Setting up a work-specific area, preferably in another room, has been extremely helpful. Sometimes it helps me to focus when I put in earplugs or headphones with music that isn’t too energetic. Also, taking breaks and holding myself accountable for returning to work is good. It’s easy to get distracted.
What’s emerging as a need that people want to focus on compared to before Covid-19?
Yukari: Remote work has changed things – not only the digitization of work, but also a shift of corporate guidelines and mindset. I think home renovation and at-home entertainment has become an emerging need. The idea of staying home all day is foreign to many Japanese people who are used to going out to restaurants, bars or karaoke after a day at the office. Now home gardening, decluttering, cooking and home fitness give a sense of peace as a therapeutic activity.
Nate: Here in NYC there are a lot of people who focus on their jobs, sometimes to the detriment of their social lives. I think Covid-19 has brought a lot of people away from the distractions of society and city life, and more into their homes.
Health seems to be an important need to focus on because all the health clubs are closed. People are spending more time sitting at home feeling the effects of being sedentary.
What would your advice to help people focus?

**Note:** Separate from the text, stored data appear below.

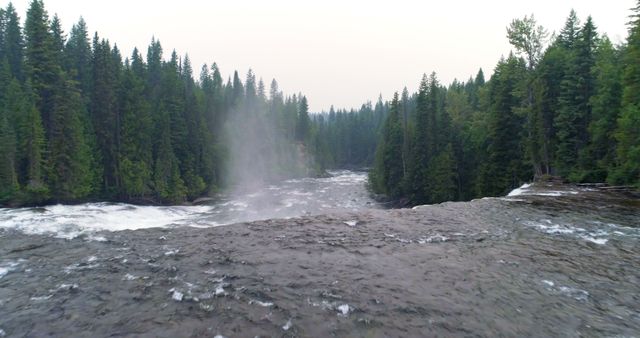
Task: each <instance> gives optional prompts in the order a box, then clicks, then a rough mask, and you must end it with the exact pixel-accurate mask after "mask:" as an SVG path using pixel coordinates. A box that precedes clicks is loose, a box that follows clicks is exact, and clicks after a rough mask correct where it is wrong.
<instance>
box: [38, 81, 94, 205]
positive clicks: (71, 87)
mask: <svg viewBox="0 0 640 338" xmlns="http://www.w3.org/2000/svg"><path fill="white" fill-rule="evenodd" d="M59 78H60V81H61V83H60V84H58V85H56V86H55V88H56V91H55V93H54V97H53V101H54V102H55V105H54V108H53V111H52V113H51V131H50V138H49V174H48V175H47V176H48V180H49V186H50V187H51V190H52V197H53V199H54V200H55V201H61V202H69V201H75V200H80V199H82V198H84V197H86V196H88V195H89V194H90V193H91V192H92V190H93V188H94V187H93V186H92V183H93V182H94V178H93V172H92V167H91V165H92V162H93V161H92V158H91V156H92V154H91V152H90V148H89V146H88V144H87V143H86V138H85V133H84V130H83V128H82V127H83V126H82V121H81V118H80V116H81V114H82V111H83V109H84V105H83V102H82V98H81V95H80V91H79V90H78V89H77V88H76V83H75V82H74V81H72V80H69V79H67V78H66V76H65V75H61V76H60V77H59Z"/></svg>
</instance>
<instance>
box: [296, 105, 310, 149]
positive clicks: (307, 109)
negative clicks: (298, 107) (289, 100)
mask: <svg viewBox="0 0 640 338" xmlns="http://www.w3.org/2000/svg"><path fill="white" fill-rule="evenodd" d="M296 120H297V125H296V139H297V140H298V142H303V143H304V142H306V140H307V139H308V137H309V130H310V128H311V126H310V120H309V105H308V104H307V97H306V96H303V97H302V98H301V99H300V108H299V110H298V116H297V119H296Z"/></svg>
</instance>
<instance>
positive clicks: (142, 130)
mask: <svg viewBox="0 0 640 338" xmlns="http://www.w3.org/2000/svg"><path fill="white" fill-rule="evenodd" d="M131 59H132V62H131V65H130V66H129V67H125V70H124V75H123V82H122V93H121V94H120V97H121V100H122V101H121V107H122V123H121V125H120V128H121V131H120V134H121V137H122V143H121V147H120V152H119V161H120V164H119V167H120V170H121V177H122V194H123V195H124V196H125V197H126V198H128V199H133V198H140V197H145V196H150V195H151V191H152V173H153V157H152V155H153V148H152V134H151V132H152V130H153V121H152V118H151V111H150V110H151V109H150V105H149V103H148V102H147V101H146V99H145V97H144V90H145V87H144V65H143V64H142V57H141V56H140V54H139V52H138V51H137V50H135V51H134V52H133V55H132V57H131Z"/></svg>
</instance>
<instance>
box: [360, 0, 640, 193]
mask: <svg viewBox="0 0 640 338" xmlns="http://www.w3.org/2000/svg"><path fill="white" fill-rule="evenodd" d="M629 32H630V34H629V37H628V40H627V44H626V45H622V46H615V45H613V44H612V42H611V41H610V40H609V39H608V38H607V37H606V36H603V35H600V34H598V32H597V29H596V26H595V24H594V22H593V20H592V19H591V17H589V18H587V20H586V21H585V22H584V23H583V24H582V23H580V21H579V19H578V17H577V16H576V13H575V12H573V11H572V12H571V14H570V15H569V17H568V19H567V21H566V24H565V26H564V27H563V28H562V30H561V31H560V32H559V34H557V35H554V36H553V37H552V38H551V39H550V42H549V44H548V47H547V48H546V49H545V48H543V46H545V44H546V43H545V41H547V37H548V34H547V32H546V31H545V29H544V28H542V27H541V26H538V25H537V24H536V21H535V20H534V18H533V16H531V17H525V18H524V19H518V20H514V21H513V22H512V23H511V25H510V26H509V27H508V29H507V35H508V38H509V41H510V42H511V43H512V45H513V46H514V48H515V51H516V54H513V53H512V54H510V55H509V56H508V57H507V58H502V59H501V60H500V61H499V62H498V64H497V66H496V67H495V70H494V74H493V76H492V77H491V79H490V80H489V81H487V82H486V83H485V80H484V75H483V73H482V71H480V72H479V73H478V75H477V76H476V77H475V78H471V79H469V80H468V81H467V82H458V81H455V82H454V83H452V84H451V85H450V86H448V87H445V86H443V85H442V84H440V83H439V81H438V79H437V77H436V75H435V73H434V74H431V75H430V76H424V78H423V79H422V82H421V83H420V88H419V92H418V93H417V94H416V95H414V96H412V97H407V95H406V94H405V95H403V98H399V97H398V94H397V93H396V95H395V97H394V98H393V100H392V101H391V103H390V107H389V113H388V117H387V119H386V121H385V122H384V127H383V128H382V131H381V133H380V137H379V141H378V144H377V151H376V158H375V161H374V163H375V164H374V168H373V170H372V171H371V173H370V183H371V187H372V188H373V190H374V191H375V192H378V193H384V194H386V195H388V196H390V197H392V198H406V199H408V200H409V201H410V202H411V203H413V204H421V203H438V202H442V201H448V200H468V199H471V198H475V197H482V196H497V195H502V194H505V193H506V192H508V191H509V190H510V189H512V188H514V187H517V186H519V185H520V184H522V183H523V182H527V181H531V180H532V179H534V178H545V177H550V176H560V177H562V178H564V179H567V180H569V181H572V182H604V181H606V182H609V183H611V184H627V185H636V186H640V2H639V3H638V7H637V8H636V9H635V11H634V15H633V16H632V22H631V23H630V30H629ZM407 110H409V113H407Z"/></svg>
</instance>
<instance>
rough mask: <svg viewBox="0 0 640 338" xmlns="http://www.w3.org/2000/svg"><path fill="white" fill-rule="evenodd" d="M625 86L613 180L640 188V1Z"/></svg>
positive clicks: (629, 50)
mask: <svg viewBox="0 0 640 338" xmlns="http://www.w3.org/2000/svg"><path fill="white" fill-rule="evenodd" d="M623 86H624V88H623V94H622V114H621V116H620V118H619V119H618V127H617V130H616V133H615V138H616V140H617V141H618V148H617V166H616V169H615V170H614V173H613V175H612V177H611V179H610V180H611V182H614V183H626V184H635V185H636V186H639V187H640V1H638V4H637V6H636V8H635V9H634V14H633V16H632V22H631V27H630V30H629V38H628V42H627V49H626V51H625V55H624V72H623Z"/></svg>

Yukari: Setting the right environment at home is important. Self-care such as online yoga classes, bath salts, aroma candles and meditation apps all help. Online coaching is also useful, it’s good having someone you can check in with to set the pace for achieving goals.

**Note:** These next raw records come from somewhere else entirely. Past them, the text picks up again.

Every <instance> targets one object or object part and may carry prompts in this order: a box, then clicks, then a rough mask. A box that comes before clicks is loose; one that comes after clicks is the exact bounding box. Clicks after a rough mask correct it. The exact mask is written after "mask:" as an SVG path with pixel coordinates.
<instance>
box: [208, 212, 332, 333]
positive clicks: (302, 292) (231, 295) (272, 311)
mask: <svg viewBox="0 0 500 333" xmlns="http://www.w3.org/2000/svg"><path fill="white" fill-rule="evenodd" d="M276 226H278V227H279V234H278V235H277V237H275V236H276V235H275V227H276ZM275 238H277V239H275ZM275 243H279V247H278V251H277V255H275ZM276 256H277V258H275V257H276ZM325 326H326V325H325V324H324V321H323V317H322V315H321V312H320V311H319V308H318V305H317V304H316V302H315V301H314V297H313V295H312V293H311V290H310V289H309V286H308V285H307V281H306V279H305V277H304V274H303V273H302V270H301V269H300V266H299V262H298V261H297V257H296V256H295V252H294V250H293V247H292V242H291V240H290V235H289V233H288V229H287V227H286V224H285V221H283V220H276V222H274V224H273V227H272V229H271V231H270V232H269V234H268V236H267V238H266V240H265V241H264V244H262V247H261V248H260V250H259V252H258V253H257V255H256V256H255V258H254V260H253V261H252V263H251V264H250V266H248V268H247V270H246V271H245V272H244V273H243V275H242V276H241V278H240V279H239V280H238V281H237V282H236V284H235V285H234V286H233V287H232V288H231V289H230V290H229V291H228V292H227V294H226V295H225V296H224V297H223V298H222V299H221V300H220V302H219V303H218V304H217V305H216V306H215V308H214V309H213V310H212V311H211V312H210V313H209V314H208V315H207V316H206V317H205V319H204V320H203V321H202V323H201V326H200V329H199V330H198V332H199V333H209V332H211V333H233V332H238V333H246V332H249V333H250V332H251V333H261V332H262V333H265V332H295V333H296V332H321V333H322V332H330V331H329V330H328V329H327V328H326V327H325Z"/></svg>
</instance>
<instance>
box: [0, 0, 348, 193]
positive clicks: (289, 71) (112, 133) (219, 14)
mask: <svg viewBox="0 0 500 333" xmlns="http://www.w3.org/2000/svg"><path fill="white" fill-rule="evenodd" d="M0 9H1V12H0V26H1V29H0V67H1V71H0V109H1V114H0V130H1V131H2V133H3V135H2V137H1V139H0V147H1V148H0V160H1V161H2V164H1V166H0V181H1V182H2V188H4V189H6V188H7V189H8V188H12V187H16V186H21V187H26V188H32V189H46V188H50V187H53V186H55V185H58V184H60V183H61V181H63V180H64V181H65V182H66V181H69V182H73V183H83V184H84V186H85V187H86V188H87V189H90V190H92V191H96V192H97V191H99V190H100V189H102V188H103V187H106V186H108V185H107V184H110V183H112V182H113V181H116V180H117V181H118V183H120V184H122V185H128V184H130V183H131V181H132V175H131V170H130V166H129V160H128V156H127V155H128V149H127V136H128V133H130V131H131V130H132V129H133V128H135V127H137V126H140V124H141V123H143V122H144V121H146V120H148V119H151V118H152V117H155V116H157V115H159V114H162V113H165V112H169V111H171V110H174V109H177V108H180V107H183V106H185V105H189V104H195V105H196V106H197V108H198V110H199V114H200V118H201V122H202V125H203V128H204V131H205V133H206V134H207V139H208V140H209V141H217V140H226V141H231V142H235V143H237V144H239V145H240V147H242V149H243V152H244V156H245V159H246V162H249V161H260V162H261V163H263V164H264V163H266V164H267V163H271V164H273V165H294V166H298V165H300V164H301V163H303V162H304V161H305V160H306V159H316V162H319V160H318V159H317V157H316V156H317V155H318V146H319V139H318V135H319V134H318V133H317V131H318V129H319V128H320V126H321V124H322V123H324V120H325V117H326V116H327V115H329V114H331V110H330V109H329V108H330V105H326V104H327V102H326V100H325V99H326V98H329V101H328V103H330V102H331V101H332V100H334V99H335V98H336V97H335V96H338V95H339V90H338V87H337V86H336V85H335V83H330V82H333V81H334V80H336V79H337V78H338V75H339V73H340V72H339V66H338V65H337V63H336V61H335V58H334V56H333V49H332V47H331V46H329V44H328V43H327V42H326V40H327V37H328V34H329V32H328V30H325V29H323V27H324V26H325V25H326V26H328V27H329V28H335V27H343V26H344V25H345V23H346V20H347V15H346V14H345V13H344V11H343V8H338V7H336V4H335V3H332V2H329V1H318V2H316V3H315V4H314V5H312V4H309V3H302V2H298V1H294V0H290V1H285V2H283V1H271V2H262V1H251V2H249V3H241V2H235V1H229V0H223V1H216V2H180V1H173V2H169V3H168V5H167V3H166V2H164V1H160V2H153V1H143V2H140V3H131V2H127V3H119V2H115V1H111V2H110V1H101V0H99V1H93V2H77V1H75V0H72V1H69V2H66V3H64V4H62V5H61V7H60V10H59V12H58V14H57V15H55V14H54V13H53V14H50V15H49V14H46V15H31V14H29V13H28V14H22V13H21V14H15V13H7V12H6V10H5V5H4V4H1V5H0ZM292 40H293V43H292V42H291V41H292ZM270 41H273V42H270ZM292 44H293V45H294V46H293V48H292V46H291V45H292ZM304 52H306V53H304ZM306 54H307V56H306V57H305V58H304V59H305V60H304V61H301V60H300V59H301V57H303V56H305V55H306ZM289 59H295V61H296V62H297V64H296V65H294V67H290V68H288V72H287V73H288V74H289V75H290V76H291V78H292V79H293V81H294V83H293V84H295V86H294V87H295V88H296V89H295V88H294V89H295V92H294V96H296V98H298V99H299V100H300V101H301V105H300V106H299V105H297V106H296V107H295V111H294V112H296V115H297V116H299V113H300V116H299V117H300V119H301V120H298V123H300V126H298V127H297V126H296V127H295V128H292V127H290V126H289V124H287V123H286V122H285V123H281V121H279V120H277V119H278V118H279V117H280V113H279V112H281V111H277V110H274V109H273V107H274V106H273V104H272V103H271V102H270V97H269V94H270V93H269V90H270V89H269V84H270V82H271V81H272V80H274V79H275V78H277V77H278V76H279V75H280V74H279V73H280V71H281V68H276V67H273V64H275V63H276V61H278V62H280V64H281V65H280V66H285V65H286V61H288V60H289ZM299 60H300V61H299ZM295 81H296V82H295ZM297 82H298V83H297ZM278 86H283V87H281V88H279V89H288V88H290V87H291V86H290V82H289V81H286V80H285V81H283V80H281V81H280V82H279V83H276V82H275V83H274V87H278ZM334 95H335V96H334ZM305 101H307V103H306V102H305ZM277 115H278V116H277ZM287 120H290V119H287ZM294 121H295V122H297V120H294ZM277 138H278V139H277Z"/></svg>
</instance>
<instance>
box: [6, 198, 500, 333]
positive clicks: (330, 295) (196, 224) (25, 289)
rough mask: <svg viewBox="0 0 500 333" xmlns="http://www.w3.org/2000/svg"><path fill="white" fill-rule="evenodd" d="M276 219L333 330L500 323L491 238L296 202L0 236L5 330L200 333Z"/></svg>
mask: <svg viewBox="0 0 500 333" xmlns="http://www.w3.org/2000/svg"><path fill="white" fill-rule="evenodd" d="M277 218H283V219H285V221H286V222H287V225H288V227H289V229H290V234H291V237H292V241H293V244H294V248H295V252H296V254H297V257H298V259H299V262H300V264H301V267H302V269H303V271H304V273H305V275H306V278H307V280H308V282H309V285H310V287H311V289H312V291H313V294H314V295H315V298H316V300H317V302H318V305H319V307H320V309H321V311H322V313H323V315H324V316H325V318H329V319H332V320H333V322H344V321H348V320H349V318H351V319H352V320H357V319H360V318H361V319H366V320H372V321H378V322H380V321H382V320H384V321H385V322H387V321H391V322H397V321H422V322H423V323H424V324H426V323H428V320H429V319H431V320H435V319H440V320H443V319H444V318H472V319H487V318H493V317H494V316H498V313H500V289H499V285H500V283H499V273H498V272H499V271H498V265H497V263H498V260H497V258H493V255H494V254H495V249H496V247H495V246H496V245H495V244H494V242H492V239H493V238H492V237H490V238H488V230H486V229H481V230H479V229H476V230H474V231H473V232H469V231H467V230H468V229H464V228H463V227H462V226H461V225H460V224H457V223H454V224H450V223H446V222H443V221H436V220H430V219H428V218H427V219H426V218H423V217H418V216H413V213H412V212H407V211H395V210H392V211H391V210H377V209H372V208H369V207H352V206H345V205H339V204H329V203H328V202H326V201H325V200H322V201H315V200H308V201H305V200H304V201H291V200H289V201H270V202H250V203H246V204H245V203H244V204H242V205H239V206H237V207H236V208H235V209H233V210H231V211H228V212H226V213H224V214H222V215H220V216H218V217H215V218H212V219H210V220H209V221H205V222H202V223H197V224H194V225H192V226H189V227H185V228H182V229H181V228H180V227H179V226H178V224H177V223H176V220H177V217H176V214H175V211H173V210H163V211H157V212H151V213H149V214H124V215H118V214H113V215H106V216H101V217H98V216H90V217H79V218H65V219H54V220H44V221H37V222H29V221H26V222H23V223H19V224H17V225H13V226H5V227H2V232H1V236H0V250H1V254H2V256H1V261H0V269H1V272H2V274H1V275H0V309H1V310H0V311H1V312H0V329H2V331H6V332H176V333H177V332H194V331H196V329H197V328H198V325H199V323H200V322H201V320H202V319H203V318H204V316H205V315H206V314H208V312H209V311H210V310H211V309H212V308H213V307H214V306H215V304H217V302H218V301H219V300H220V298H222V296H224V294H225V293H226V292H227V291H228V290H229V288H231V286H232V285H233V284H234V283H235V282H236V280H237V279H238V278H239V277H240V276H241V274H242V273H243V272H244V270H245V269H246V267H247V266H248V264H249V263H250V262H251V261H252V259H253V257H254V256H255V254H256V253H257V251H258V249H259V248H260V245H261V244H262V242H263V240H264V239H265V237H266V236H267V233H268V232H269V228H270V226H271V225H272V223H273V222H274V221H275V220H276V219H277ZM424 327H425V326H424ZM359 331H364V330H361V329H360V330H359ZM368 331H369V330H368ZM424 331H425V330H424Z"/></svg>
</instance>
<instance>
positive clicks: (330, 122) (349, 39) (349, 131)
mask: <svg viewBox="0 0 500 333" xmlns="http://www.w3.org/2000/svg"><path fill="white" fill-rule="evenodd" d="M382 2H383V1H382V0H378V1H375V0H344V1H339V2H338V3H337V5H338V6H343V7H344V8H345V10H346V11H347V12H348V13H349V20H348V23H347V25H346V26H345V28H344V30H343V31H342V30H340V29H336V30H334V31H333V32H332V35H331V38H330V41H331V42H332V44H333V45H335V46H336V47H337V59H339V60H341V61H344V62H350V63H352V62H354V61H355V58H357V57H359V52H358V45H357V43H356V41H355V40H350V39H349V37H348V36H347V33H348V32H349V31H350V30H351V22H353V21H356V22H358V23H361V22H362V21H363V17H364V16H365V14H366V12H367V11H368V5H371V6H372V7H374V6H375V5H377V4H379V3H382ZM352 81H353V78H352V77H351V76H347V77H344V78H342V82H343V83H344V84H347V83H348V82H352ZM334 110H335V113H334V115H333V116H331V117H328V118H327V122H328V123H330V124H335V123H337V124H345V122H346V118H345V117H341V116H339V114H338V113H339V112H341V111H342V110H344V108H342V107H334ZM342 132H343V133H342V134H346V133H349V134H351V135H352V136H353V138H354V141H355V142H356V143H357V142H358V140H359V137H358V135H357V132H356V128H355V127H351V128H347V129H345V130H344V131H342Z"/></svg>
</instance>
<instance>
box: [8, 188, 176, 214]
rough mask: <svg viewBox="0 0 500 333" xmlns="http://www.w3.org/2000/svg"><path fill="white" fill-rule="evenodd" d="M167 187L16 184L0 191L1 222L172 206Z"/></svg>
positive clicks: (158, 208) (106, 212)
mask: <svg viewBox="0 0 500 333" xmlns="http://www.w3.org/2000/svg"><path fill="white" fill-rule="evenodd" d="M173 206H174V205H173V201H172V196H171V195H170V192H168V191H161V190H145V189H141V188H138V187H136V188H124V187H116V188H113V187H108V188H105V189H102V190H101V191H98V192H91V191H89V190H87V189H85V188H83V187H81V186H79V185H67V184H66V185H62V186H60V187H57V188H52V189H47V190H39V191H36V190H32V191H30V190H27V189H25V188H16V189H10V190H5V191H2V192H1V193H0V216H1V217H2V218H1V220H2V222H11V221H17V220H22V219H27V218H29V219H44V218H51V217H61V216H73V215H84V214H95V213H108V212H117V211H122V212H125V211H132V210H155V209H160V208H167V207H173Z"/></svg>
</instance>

Given what people are experiencing in lockdown, how do you think people’s relationship with focus will change in the future?

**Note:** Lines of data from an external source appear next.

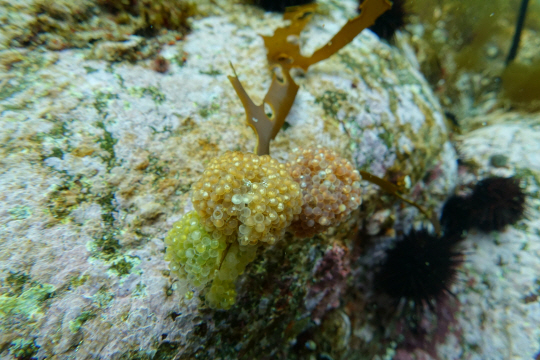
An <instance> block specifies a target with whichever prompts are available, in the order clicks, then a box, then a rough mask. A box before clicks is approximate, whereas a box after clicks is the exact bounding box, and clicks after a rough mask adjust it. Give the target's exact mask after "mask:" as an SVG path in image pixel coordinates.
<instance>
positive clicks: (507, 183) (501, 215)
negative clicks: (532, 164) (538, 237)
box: [470, 176, 525, 232]
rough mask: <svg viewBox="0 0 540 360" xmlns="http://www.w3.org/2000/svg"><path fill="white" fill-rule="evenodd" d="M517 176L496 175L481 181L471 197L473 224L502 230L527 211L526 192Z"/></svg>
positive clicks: (485, 229) (471, 207) (472, 194)
mask: <svg viewBox="0 0 540 360" xmlns="http://www.w3.org/2000/svg"><path fill="white" fill-rule="evenodd" d="M519 183H520V181H519V179H517V178H515V177H510V178H503V177H498V176H494V177H491V178H487V179H484V180H482V181H480V182H479V183H478V184H476V186H475V187H474V190H473V194H472V195H471V197H470V203H471V217H470V219H471V226H473V227H477V228H478V229H480V230H482V231H486V232H488V231H500V230H502V229H504V227H505V226H507V225H512V224H515V223H516V222H517V221H518V220H519V219H520V218H521V217H522V216H523V213H524V211H525V193H524V192H523V190H522V189H521V187H520V185H519Z"/></svg>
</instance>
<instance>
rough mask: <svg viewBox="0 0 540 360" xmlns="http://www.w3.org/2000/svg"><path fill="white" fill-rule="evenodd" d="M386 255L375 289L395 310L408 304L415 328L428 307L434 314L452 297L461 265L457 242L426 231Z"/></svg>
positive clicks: (378, 277) (459, 254)
mask: <svg viewBox="0 0 540 360" xmlns="http://www.w3.org/2000/svg"><path fill="white" fill-rule="evenodd" d="M386 255H387V257H386V260H385V261H384V263H383V264H382V265H381V267H380V269H379V270H378V271H377V272H376V274H375V289H376V290H377V291H378V292H379V293H383V294H386V295H388V296H389V297H390V298H391V299H393V300H394V305H395V306H396V307H397V306H398V305H399V303H400V302H402V301H403V300H405V307H406V309H407V308H409V309H410V306H412V310H413V313H412V315H413V323H416V324H417V322H418V315H419V314H420V313H421V312H422V311H423V310H424V309H425V308H426V307H429V308H430V309H431V310H433V309H434V302H436V301H437V300H440V298H441V297H443V296H445V294H448V293H450V286H451V285H452V283H453V282H454V280H455V278H456V273H457V267H458V266H459V264H460V263H461V261H462V254H461V252H459V251H457V250H456V249H455V241H452V240H451V239H449V238H447V237H442V238H441V237H437V236H435V235H432V234H430V233H429V232H428V231H427V230H426V229H421V230H412V231H411V232H409V233H408V234H407V235H405V236H404V237H403V238H402V239H400V240H398V241H397V242H396V244H395V247H394V248H392V249H390V250H389V251H388V252H387V254H386Z"/></svg>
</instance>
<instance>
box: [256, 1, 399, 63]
mask: <svg viewBox="0 0 540 360" xmlns="http://www.w3.org/2000/svg"><path fill="white" fill-rule="evenodd" d="M391 7H392V3H391V2H390V1H388V0H366V1H365V2H364V3H363V4H362V5H361V7H360V9H361V13H360V15H358V16H357V17H355V18H353V19H350V20H349V21H348V22H347V23H346V24H345V25H344V26H343V27H342V28H341V30H339V31H338V33H337V34H336V35H334V37H333V38H332V40H330V41H329V42H328V43H327V44H326V45H324V46H323V47H322V48H320V49H318V50H317V51H315V52H314V53H313V55H311V56H310V57H305V56H303V55H302V54H301V53H300V46H299V44H298V41H291V39H293V40H294V39H295V38H298V36H299V35H300V32H301V31H302V30H303V29H304V27H305V26H306V24H307V22H308V21H309V20H310V19H311V15H312V14H313V11H314V10H315V8H316V5H315V4H309V5H304V6H297V7H293V8H291V10H290V11H288V12H286V13H285V15H284V19H285V20H291V24H290V25H289V26H286V27H284V28H279V29H277V30H276V31H275V32H274V35H272V36H263V39H264V44H265V46H266V49H267V50H268V53H267V58H268V62H269V63H270V64H271V65H273V64H280V65H282V66H283V67H284V68H293V67H296V68H301V69H303V70H304V71H307V69H308V68H309V67H310V66H311V65H313V64H315V63H317V62H319V61H322V60H325V59H328V58H329V57H330V56H332V55H333V54H335V53H336V52H338V51H339V50H340V49H342V48H343V47H344V46H345V45H347V44H348V43H350V42H351V41H352V40H353V39H354V38H355V37H356V36H357V35H358V34H360V32H361V31H362V30H364V29H365V28H367V27H370V26H371V25H373V24H374V23H375V20H376V19H377V18H378V17H379V16H380V15H382V14H383V13H384V12H385V11H387V10H389V9H390V8H391Z"/></svg>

Yukari: With many people being given opportunities to turn to themselves rather than external stimulations, I think people will have clearer priorities of what they want to focus on in life. Before, to focus was something people had to do to make a living or to attend a good school. Covid-19 has made me realise that focus isn’t something to even think about because when we do what we really love, we are ‘in the zone’ without even thinking about how to focus.
Nate: In the future, people will look back on this and think about how much time we spent in our homes. Some people are probably getting better at focusing because they have to, but I know parents with young children are having a hard time because the kids are home 24/7. I think people will probably see this as a time when everything changed socially, and we had to learn to adapt quickly. It’s probably a bit different for each person.